The "perfect" IP hashing algorithm
If you want to anonymize IP addresses, for example in HTTP logs, here’s the method I recommend:
#!/usr/bin/env python3
import hashlib
import ipaddress
import sys
KEY = b"example"
def hash_ip(ip, key=b""):
last_len = -8 if ip.version == 6 else -1
base_bytes = ip.packed[:last_len]
last_bytes = ip.packed[last_len:]
base_bhash = hashlib.shake_256(key + base_bytes).digest(len(base_bytes))
last_bhash = hashlib.shake_256(key + ip.packed).digest(len(last_bytes))
return ipaddress.ip_address(base_bhash + last_bhash)
for line in sys.stdin:
line_ip, line_rest = line.split(" ", 1)
ip_hashed = hash_ip(ipaddress.ip_address(line_ip), KEY)
sys.stdout.write("{} {}".format(ip_hashed, line_rest))
Notes:
- IPv4 and IPv6 addresses are both supported.

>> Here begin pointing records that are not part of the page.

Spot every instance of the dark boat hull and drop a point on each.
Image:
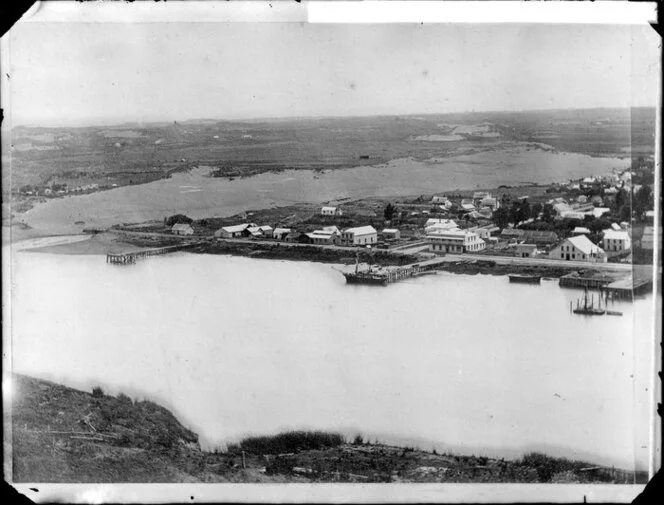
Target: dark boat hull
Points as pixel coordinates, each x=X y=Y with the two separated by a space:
x=527 y=279
x=590 y=312
x=365 y=279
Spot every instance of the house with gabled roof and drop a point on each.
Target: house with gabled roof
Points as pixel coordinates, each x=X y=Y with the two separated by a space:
x=578 y=248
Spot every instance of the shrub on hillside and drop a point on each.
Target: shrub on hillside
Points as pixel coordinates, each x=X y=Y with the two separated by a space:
x=291 y=441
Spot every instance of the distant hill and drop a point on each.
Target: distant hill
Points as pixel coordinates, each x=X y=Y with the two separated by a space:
x=60 y=434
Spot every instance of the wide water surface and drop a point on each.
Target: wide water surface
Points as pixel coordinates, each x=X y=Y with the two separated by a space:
x=200 y=196
x=238 y=345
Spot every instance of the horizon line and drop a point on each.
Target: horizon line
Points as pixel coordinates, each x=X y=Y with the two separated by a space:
x=119 y=121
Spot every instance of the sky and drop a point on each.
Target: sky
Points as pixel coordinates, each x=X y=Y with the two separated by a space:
x=87 y=73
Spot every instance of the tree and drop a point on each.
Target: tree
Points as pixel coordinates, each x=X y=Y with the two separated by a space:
x=622 y=198
x=535 y=210
x=389 y=211
x=178 y=219
x=643 y=200
x=625 y=213
x=501 y=217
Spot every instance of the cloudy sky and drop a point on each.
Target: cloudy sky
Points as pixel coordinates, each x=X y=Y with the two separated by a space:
x=77 y=73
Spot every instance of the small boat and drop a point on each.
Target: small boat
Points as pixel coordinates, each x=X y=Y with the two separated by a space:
x=588 y=309
x=529 y=279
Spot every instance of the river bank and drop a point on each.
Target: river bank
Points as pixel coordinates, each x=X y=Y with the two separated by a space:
x=63 y=434
x=118 y=243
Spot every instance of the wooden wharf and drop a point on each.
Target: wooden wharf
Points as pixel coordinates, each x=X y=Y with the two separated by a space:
x=574 y=280
x=130 y=258
x=628 y=288
x=388 y=275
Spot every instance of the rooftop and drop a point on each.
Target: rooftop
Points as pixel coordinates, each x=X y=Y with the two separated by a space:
x=583 y=244
x=361 y=230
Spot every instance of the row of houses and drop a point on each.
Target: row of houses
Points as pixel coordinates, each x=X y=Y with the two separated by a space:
x=329 y=235
x=481 y=205
x=444 y=236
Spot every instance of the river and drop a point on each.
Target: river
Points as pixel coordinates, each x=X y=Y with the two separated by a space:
x=236 y=345
x=197 y=195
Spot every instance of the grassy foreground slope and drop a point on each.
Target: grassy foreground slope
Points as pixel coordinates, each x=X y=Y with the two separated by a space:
x=60 y=434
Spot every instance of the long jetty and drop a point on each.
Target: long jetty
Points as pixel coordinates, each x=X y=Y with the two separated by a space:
x=130 y=258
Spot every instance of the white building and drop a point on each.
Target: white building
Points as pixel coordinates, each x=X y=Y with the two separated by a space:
x=182 y=229
x=616 y=242
x=361 y=235
x=481 y=195
x=442 y=200
x=434 y=225
x=578 y=248
x=235 y=231
x=455 y=241
x=600 y=211
x=324 y=237
x=490 y=201
x=525 y=250
x=331 y=211
x=391 y=234
x=280 y=233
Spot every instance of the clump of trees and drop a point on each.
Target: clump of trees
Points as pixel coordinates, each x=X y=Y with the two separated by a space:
x=177 y=219
x=288 y=442
x=389 y=211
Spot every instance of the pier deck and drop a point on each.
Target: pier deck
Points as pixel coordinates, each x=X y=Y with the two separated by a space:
x=387 y=275
x=131 y=257
x=628 y=287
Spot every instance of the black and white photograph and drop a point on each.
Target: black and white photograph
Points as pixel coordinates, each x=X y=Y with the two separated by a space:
x=243 y=247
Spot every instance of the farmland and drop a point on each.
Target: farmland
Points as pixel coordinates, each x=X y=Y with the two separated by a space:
x=136 y=153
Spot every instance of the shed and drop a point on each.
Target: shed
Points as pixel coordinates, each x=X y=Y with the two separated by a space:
x=182 y=229
x=526 y=250
x=391 y=234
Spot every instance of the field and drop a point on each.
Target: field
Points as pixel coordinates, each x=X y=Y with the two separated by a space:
x=62 y=434
x=137 y=153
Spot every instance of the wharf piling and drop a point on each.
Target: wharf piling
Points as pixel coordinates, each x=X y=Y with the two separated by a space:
x=628 y=288
x=574 y=280
x=131 y=257
x=388 y=275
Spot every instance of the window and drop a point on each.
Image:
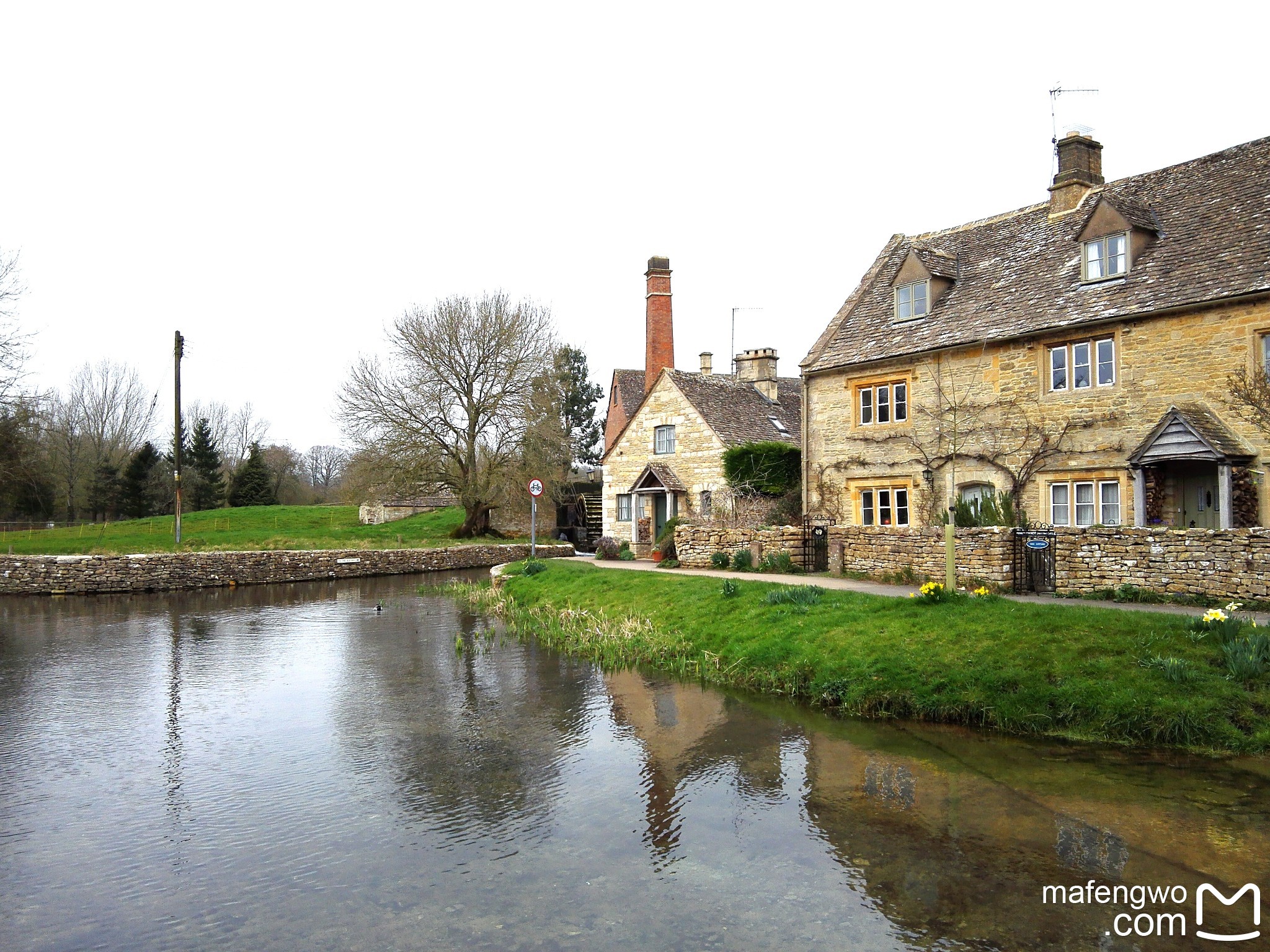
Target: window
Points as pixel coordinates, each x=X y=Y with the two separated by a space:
x=1106 y=258
x=1095 y=501
x=1089 y=361
x=884 y=507
x=911 y=300
x=664 y=439
x=884 y=403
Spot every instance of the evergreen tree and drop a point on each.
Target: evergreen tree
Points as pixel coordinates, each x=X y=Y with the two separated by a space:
x=253 y=483
x=207 y=487
x=136 y=495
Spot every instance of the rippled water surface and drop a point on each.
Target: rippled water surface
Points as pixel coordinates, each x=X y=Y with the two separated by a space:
x=287 y=769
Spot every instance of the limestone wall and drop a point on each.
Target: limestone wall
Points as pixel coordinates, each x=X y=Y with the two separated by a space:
x=1212 y=563
x=43 y=575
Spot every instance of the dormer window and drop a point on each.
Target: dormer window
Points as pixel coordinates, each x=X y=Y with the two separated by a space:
x=1106 y=257
x=911 y=300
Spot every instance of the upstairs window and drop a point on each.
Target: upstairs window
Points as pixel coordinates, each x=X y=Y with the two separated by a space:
x=664 y=439
x=911 y=300
x=1106 y=257
x=884 y=403
x=1081 y=364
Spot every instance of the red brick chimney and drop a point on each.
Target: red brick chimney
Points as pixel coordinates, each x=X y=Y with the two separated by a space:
x=659 y=351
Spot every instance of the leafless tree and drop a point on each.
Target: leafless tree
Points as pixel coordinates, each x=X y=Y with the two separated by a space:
x=454 y=400
x=13 y=342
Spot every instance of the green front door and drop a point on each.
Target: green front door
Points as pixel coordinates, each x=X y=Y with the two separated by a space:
x=658 y=514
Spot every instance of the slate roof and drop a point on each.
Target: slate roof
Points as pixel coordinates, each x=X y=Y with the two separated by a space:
x=629 y=386
x=738 y=413
x=1020 y=272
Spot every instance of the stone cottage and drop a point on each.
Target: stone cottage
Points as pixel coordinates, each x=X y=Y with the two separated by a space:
x=664 y=450
x=1075 y=355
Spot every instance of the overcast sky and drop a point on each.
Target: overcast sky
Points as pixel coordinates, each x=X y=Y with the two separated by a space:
x=278 y=180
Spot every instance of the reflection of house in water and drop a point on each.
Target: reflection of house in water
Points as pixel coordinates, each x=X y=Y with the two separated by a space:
x=687 y=733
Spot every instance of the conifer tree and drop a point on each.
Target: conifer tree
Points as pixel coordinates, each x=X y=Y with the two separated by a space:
x=207 y=488
x=253 y=483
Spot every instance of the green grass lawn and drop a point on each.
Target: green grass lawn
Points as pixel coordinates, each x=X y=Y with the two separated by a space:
x=1068 y=671
x=249 y=527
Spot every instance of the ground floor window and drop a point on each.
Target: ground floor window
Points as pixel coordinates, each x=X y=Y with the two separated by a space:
x=1085 y=503
x=884 y=506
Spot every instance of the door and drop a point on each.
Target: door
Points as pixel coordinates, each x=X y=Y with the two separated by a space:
x=1201 y=500
x=658 y=514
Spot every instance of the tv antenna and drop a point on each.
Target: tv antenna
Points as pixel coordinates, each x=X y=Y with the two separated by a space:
x=734 y=334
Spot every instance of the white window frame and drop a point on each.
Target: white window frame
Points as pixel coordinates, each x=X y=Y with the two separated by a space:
x=888 y=399
x=1100 y=250
x=1094 y=350
x=906 y=299
x=664 y=447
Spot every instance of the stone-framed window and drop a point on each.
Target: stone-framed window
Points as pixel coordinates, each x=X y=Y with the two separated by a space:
x=664 y=439
x=1082 y=364
x=1081 y=501
x=882 y=403
x=912 y=300
x=883 y=506
x=1105 y=258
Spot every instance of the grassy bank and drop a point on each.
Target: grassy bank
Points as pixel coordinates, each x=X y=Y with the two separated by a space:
x=246 y=528
x=1075 y=672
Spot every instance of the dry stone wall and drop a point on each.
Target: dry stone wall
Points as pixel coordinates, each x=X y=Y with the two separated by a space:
x=1212 y=563
x=56 y=575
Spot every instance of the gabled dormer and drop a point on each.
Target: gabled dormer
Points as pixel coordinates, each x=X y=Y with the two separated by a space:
x=1113 y=236
x=921 y=281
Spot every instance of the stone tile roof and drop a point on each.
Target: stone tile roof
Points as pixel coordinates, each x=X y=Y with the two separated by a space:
x=630 y=390
x=738 y=413
x=1020 y=273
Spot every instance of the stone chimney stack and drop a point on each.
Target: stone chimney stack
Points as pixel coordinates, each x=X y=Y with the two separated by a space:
x=758 y=367
x=659 y=333
x=1080 y=168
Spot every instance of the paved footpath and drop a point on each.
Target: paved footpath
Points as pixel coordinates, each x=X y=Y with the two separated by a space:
x=877 y=588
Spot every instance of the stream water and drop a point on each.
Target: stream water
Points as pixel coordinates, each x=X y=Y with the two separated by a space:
x=290 y=769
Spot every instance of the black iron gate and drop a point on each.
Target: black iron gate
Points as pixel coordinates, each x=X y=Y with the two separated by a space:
x=815 y=542
x=1034 y=558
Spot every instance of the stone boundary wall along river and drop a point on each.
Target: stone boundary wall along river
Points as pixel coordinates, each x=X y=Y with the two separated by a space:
x=161 y=571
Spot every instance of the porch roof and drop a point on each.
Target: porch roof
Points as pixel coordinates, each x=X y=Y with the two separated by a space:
x=1191 y=432
x=658 y=477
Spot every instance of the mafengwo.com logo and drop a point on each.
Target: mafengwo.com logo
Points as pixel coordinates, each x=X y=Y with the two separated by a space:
x=1168 y=910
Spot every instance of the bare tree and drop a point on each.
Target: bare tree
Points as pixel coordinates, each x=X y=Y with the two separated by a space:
x=453 y=404
x=13 y=342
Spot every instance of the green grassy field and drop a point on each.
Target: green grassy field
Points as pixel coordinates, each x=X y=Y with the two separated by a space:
x=247 y=528
x=1064 y=671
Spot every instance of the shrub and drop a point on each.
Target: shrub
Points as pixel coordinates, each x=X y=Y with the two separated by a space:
x=801 y=596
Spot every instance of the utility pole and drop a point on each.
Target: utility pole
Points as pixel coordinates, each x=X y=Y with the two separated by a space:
x=180 y=437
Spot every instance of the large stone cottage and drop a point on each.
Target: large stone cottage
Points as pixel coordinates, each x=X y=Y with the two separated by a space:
x=1075 y=355
x=664 y=447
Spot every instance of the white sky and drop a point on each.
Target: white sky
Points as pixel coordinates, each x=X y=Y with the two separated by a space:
x=278 y=180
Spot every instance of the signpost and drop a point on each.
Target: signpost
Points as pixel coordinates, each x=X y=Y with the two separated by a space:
x=535 y=491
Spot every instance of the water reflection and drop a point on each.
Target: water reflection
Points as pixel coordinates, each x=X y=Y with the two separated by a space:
x=286 y=767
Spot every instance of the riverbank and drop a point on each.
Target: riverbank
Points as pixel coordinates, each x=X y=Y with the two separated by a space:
x=1020 y=668
x=166 y=571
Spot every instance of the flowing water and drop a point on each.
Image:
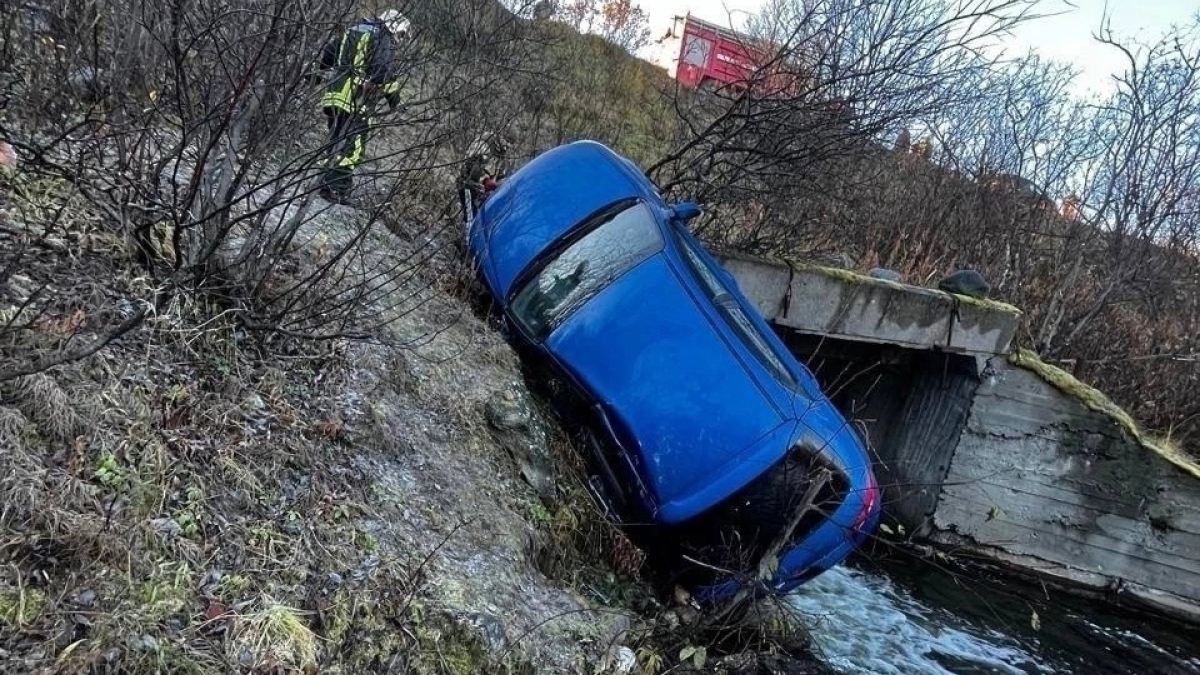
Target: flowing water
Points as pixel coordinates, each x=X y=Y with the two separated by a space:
x=921 y=622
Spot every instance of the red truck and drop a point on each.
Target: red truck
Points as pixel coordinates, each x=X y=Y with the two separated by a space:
x=712 y=57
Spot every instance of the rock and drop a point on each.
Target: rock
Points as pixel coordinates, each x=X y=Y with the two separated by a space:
x=778 y=622
x=490 y=628
x=965 y=282
x=520 y=431
x=22 y=287
x=619 y=661
x=886 y=274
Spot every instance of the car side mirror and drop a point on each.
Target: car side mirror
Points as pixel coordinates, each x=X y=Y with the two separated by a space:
x=684 y=211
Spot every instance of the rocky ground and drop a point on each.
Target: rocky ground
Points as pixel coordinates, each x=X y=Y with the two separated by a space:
x=199 y=499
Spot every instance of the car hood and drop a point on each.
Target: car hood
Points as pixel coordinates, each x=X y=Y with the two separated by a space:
x=649 y=354
x=546 y=198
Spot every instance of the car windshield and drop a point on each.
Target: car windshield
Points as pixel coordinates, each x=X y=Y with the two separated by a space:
x=735 y=314
x=616 y=240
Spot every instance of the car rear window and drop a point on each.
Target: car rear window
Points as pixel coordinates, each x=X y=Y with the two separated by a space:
x=615 y=242
x=733 y=312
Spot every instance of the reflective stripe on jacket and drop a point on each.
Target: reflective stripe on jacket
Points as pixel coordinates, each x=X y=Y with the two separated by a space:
x=360 y=55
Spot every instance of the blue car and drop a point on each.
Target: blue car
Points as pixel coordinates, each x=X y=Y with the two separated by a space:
x=702 y=431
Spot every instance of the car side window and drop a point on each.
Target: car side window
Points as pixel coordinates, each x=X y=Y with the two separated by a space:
x=616 y=242
x=733 y=312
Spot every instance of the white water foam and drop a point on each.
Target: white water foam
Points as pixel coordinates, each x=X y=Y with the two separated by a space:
x=864 y=625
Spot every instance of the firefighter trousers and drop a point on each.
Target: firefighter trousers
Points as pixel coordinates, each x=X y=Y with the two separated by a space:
x=347 y=144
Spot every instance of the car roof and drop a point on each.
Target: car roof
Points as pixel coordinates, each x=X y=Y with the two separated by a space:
x=550 y=196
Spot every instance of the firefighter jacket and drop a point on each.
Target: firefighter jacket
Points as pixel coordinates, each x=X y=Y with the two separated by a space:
x=363 y=61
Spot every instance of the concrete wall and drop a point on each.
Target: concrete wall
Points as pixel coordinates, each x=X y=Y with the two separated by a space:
x=850 y=306
x=911 y=405
x=1041 y=481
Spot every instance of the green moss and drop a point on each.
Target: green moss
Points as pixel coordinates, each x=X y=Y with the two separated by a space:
x=21 y=607
x=449 y=649
x=276 y=635
x=165 y=593
x=1098 y=401
x=849 y=276
x=234 y=585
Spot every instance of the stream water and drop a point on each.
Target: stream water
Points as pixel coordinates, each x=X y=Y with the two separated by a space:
x=921 y=622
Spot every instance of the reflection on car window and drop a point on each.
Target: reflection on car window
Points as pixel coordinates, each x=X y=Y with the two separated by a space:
x=618 y=240
x=735 y=314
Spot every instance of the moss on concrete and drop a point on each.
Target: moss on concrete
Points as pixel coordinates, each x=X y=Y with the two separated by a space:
x=862 y=279
x=1098 y=401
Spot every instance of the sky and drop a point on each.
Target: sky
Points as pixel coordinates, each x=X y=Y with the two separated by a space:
x=1066 y=37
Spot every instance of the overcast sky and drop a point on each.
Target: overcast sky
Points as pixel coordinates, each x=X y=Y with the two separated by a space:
x=1066 y=37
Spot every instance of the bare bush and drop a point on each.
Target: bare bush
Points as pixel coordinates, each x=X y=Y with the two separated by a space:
x=189 y=137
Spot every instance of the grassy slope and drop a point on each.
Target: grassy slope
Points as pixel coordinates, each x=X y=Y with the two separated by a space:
x=192 y=501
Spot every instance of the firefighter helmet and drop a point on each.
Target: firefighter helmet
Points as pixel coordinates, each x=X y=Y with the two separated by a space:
x=397 y=24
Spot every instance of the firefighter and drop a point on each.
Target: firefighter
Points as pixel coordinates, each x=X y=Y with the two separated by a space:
x=481 y=171
x=363 y=64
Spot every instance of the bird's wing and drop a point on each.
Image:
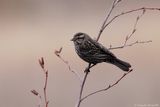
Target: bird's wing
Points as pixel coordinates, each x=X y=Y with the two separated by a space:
x=103 y=50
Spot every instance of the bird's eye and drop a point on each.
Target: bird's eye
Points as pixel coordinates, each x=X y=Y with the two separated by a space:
x=81 y=37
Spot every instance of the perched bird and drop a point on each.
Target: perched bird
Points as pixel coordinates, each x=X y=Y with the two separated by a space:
x=93 y=52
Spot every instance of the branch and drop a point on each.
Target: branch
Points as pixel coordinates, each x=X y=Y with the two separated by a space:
x=115 y=2
x=34 y=92
x=87 y=70
x=107 y=88
x=130 y=35
x=58 y=54
x=41 y=62
x=130 y=11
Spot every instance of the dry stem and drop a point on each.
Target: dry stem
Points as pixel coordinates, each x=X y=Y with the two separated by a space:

- Hashed IPv4 addresses return IPv4, and hashed IPv6 addresses return IPv6. However, that doesn’t mean the hashed addresses are globally valid (they could be within multicast, for example).
- The last IPv4 /24 or IPv6 /64 can still be correlated, allowing you to pick out relatively similar hashed addresses. For example, if you see both 230.10.134.107 and 230.10.134.226 hashed addresses, you know they’re part of the same /24, even though you know nothing else about the addresses.
- However, the last IPv4 /24 or IPv6 /64 is not globally hashed and does not leak information about itself. If you happen to know hashed 230.10.134.107 corresponds to real 10.9.8.4, hashed 178.59.91.107 does not mean the real IP ends in .4.
- A hash key is optional but recommended. Reuse the key if you want to be able to correlated hashed IPs over time, or be able to hash a known real IP to search for it in the past. Use a random key and throw it away afterwards if you want it to be truly anonymous.
- SHAKE-256 is used because it’s modern (SHA-3) and support arbitrary-length output. If you can’t use SHA-3, use something like SHA-512, HMAC it with a key, and use a portion of the output. (SHA-3 digests can securely use key prepending; other digests require HMAC.)
- Hashed IPv6 addresses get quite unwieldy. Get used to addresses like 20f1:b413:7f5d:7720:1fe2:1bf3:38fb:620. (Exactly one hex byte out of 32 was compressible in that random example I used. Most examples have none.)